We propose GIM, a self-training framework for learning a single
generalizable model based on any image
matching architecture using internet videos, an abundant and diverse
data source.
Image matching is a fundamental computer vision problem.
While learning-based methods achieve state-of-the-art performance on
existing benchmarks, they generalize
poorly to in-the-wild images.
Such methods typically need to train separate models for different
scene types (e.g., indoor vs. outdoor)
and are impractical when the scene type is unknown in advance.
One of the underlying problems is the limited scalability of
existing data construction pipelines, which
limits the diversity of standard image matching datasets.
To address this problem, we propose GIM, a self-training framework
for learning a single generalizable model
based on any image matching architecture using internet videos, an
abundant and diverse data source.
Given an architecture, GIM first trains it on standard
domain-specific datasets and then combines it with
complementary matching methods to create dense labels on nearby
frames of novel videos.
These labels are filtered by robust fitting, and then enhanced by
propagating them to distant frames.
The final model is trained on propagated data with strong
augmentations.
Not relying on complex 3D reconstruction makes GIM much more
efficient and less likely to fail than standard
SfM-and-MVS based frameworks.
We also propose ZEB, the first zero-shot evaluation benchmark for
image matching.
By mixing data from diverse domains, ZEB can thoroughly assess the
cross-domain generalization performance
of different methods.
Experiments demonstrate the effectiveness and generality of GIM.
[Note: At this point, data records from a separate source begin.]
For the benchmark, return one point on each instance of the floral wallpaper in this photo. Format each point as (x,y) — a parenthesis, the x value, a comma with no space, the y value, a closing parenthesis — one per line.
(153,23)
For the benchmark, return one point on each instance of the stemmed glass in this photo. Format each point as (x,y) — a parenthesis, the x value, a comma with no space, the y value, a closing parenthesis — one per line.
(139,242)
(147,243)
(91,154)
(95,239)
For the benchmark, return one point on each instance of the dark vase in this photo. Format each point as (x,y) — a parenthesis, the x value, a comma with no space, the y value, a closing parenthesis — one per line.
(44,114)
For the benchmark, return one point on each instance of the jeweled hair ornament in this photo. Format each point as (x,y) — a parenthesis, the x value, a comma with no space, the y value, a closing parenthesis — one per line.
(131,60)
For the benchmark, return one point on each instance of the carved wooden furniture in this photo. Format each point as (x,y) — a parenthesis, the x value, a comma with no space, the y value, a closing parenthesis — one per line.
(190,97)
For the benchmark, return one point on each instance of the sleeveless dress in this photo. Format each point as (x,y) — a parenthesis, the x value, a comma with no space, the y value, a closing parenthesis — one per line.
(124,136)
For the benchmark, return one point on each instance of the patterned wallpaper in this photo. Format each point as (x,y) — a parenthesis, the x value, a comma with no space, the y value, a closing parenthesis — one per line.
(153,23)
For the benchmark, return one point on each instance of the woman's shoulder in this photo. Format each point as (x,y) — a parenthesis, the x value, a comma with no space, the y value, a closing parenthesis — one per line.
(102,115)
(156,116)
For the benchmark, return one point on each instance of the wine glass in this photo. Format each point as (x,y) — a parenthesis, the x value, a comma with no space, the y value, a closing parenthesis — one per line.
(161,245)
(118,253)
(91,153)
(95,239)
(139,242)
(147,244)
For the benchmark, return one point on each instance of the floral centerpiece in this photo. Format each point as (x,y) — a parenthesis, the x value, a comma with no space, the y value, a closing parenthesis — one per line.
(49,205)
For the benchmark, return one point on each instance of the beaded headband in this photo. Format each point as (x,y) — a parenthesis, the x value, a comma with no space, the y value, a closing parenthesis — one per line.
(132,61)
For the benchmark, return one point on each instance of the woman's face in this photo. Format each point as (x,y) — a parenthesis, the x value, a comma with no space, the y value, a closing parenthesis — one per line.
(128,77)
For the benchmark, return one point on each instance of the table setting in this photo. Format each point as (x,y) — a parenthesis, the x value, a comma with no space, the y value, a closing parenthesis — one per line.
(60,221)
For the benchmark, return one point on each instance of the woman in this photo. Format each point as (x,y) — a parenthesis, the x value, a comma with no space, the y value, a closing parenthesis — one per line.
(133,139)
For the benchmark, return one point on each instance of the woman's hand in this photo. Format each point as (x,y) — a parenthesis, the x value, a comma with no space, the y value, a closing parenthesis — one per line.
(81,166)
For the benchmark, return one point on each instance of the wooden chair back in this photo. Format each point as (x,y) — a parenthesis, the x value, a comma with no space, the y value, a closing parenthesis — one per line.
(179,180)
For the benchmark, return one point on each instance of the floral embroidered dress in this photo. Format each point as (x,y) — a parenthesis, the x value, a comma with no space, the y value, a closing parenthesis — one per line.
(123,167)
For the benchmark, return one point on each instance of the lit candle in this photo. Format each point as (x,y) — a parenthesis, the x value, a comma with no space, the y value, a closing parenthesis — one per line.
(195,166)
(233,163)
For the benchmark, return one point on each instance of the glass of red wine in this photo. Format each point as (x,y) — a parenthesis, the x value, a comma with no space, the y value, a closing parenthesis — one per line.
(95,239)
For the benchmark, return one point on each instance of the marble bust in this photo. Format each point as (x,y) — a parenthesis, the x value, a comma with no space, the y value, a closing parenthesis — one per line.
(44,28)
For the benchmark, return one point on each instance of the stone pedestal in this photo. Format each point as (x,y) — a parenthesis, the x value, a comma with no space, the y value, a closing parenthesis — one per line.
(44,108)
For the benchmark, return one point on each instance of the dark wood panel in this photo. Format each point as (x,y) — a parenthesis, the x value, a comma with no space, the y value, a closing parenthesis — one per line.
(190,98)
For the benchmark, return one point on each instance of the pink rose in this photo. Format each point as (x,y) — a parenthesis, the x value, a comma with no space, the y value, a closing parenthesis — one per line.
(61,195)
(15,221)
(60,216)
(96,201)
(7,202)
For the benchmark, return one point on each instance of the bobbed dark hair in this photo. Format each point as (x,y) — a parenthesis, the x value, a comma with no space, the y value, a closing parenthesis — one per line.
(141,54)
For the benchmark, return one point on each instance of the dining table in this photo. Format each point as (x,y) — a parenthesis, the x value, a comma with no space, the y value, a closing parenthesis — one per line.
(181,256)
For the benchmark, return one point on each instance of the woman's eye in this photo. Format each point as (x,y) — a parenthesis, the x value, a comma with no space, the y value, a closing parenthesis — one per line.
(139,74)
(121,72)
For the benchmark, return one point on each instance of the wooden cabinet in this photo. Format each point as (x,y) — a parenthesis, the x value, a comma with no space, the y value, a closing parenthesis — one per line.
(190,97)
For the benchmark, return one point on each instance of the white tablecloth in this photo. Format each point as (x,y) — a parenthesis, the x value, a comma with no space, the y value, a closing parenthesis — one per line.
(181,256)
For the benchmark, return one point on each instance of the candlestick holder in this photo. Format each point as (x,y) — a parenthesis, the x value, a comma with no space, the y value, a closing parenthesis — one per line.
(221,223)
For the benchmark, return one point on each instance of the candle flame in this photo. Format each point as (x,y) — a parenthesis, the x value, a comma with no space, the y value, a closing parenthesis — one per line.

Applying GIM consistently improves the zero-shot performance of 3
state-of-the-art image matching
architectures as the number of downloaded videos increases; with 50
hours of YouTube videos, the relative
zero-shot performance improves by 8.4% − 18.1%.
GIM also enables generalization to extreme cross-domain data such as
Bird Eye View (BEV) images of projected
3D point clouds.
More importantly, our single zero-shot model consistently
outperforms domain-specific baselines when
evaluated on downstream tasks inherent to their respective domains.